As DKos' davidkc points out, "all 100 of the top 100 counties for food stamp usage are in red states. That's 100% folks. Still, you find wingnuts in the article decrying food stamps."

davidkc later amended that statement after it was pointed out that some of the counties in those red states did actually go for Obama, but that still doesn't take away from the fact that all these counties are in States that went for McCain.

davidkc continues:

Despite all these stark facts, in the article you still have conservative wingnuts decrying the food stamp program:

"Some people like to camouflage this by calling it a nutrition program, but it’s really not different from cash welfare," said Robert Rector of the Heritage Foundation, whose views have a following among conservatives on Capitol Hill. "Food stamps is quasi money."

Arguing that aid discourages work and marriage, Mr. Rector said food stamps should contain work requirements as strict as those placed on cash assistance. "The food stamp program is a fossil that repeats all the errors of the war on poverty," he said.

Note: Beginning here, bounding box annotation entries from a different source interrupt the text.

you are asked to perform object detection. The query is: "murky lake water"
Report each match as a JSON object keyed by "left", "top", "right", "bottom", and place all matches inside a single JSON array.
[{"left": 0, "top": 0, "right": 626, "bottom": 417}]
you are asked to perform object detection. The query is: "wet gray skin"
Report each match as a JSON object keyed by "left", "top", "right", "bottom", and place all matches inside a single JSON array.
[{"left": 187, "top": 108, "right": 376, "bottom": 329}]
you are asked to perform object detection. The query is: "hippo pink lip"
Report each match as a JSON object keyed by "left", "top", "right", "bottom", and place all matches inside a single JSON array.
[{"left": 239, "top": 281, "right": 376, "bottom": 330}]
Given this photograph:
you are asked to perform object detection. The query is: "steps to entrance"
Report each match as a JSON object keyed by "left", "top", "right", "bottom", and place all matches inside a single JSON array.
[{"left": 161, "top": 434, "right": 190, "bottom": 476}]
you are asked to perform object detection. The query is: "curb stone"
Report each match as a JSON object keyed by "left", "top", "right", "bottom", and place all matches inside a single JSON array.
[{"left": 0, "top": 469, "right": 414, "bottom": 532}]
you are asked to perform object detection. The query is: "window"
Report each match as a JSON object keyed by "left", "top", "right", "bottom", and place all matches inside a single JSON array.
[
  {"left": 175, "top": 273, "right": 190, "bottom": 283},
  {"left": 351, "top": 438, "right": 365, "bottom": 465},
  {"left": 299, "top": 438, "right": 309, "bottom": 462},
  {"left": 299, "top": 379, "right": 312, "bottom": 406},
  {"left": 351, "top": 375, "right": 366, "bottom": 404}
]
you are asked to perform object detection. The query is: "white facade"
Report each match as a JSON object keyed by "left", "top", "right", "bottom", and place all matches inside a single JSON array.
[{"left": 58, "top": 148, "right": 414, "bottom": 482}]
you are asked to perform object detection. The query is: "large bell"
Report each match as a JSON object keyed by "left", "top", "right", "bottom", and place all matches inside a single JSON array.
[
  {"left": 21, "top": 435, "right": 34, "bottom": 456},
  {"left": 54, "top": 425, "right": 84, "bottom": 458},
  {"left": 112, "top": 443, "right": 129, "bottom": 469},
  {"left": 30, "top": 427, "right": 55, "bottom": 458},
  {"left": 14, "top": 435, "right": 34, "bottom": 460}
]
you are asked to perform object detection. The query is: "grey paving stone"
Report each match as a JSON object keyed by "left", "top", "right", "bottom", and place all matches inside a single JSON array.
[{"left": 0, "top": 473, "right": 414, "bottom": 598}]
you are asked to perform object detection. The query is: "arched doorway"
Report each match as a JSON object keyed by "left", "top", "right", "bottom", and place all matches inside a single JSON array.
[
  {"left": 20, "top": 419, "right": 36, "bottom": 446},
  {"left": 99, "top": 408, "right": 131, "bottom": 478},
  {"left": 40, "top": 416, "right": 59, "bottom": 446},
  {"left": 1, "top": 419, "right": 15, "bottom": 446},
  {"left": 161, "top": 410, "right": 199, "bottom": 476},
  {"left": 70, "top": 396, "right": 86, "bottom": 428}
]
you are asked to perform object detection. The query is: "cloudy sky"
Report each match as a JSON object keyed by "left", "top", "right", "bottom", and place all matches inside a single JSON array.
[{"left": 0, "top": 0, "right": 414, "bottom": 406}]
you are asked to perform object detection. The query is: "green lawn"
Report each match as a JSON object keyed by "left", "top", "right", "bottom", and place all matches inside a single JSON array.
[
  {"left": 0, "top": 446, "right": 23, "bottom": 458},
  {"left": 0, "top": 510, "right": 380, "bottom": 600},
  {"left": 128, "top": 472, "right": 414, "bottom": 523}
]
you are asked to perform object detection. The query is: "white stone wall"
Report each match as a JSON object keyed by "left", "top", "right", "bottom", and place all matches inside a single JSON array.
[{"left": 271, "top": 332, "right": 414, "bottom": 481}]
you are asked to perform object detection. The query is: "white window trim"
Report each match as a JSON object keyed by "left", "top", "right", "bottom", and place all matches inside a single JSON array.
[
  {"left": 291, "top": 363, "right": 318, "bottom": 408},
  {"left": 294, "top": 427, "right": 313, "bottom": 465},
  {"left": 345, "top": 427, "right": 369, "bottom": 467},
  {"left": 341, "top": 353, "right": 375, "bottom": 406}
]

The article offers a few glimpses of how red-state, anti-government types can somehow rationalize their use of food stamps: they're different from most food stamp users. Unlike all those lazy folks that abuse food stamps, they use them the right way. That's the view of food-stamp recipient Greg Dawson, a third-generation electrician in rural Martinsville in Clinton County, Ohio, which went for John McCain in 2008 64%-34%.

(Dawson) works the night shift for a contracting firm, installing freezer lights in a chain of grocery stores. But when his overtime income vanished and his expenses went up, Mr. Dawson started skimping on meals to feed his wife and five children.

He tried to fill up on cereal and eggs. He ate a lot of Spam. Then he went to work with a grumbling stomach to shine lights on food he could not afford. When an outreach worker appeared at his son’s Head Start program, Mr. Dawson gave in.